Kenyataan ini setidaknya mengartikan bahwa cinta adalah potensi dalam diri manusia atau “api” yang mampu menerangi kreativitas untuk melahirkan karya-karya indah. Cinta juga menjadi daya hidup yang menghidupkan sebuah kehidupan. Dan hasil kerja merupakan ejawantah dari arti cinta itu sendiri, karena cinta adalah perwujudan nyata dan lahirnya sebuah kebebasan yang positif. Semua itu lahir dan bermuara di dalam hati manusia. Kebebasan? Ya, bukankah kebebasan itu sendiri adalah cinta.

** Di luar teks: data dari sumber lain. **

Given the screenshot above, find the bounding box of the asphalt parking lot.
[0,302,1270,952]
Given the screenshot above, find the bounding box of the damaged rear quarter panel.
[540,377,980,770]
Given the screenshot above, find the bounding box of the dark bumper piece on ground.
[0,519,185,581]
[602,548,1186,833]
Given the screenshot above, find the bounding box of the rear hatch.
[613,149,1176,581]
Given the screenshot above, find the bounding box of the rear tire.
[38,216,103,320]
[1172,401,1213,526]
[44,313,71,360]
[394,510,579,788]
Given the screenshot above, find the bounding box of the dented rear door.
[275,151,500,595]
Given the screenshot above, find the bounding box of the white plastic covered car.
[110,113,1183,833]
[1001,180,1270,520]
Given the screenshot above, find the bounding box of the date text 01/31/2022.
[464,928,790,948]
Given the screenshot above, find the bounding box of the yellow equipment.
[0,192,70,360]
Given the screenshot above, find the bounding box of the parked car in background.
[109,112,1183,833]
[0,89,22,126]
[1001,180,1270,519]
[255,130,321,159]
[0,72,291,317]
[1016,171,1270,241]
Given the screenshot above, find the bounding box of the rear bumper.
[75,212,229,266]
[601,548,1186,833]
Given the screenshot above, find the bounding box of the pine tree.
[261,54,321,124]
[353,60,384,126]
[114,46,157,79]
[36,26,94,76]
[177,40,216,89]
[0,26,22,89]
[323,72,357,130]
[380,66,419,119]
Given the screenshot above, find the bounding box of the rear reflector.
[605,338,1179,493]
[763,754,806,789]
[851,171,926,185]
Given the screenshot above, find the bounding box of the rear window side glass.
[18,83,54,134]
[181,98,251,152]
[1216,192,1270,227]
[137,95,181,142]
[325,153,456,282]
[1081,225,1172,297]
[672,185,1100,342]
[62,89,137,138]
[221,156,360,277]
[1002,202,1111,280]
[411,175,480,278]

Ambil contoh, Leonardo da Vinci menciptakan sebuah lukisan untuk seorang perempuan yang dicintainya. Muncullah wajah Monalisa di atas kanvas. Apakah benar wajah perempuan itu seperti yang ia lukis? Hanya dialah yang tahu. 

Di bagian lain, Plato menekankan bahwa esensi cinta adalah keindahan. Rasanya benar, karena keindahan cinta itu maka dari dataran Cina muncul cerita Sampek Engtay. Ada juga kisah romantis yang sangat termasyur, Romeo and Juliet. Yang juga masih kental diingatan kisah cinta yang mengharuskan dari Timur Tengah Laila - Majnun, atau Bandung Bondowoso yang ingin membuat seribu candi dalam semalam karena ingin mendapatkan cinta dari orang yang dikagumi, Roro Jonggrang.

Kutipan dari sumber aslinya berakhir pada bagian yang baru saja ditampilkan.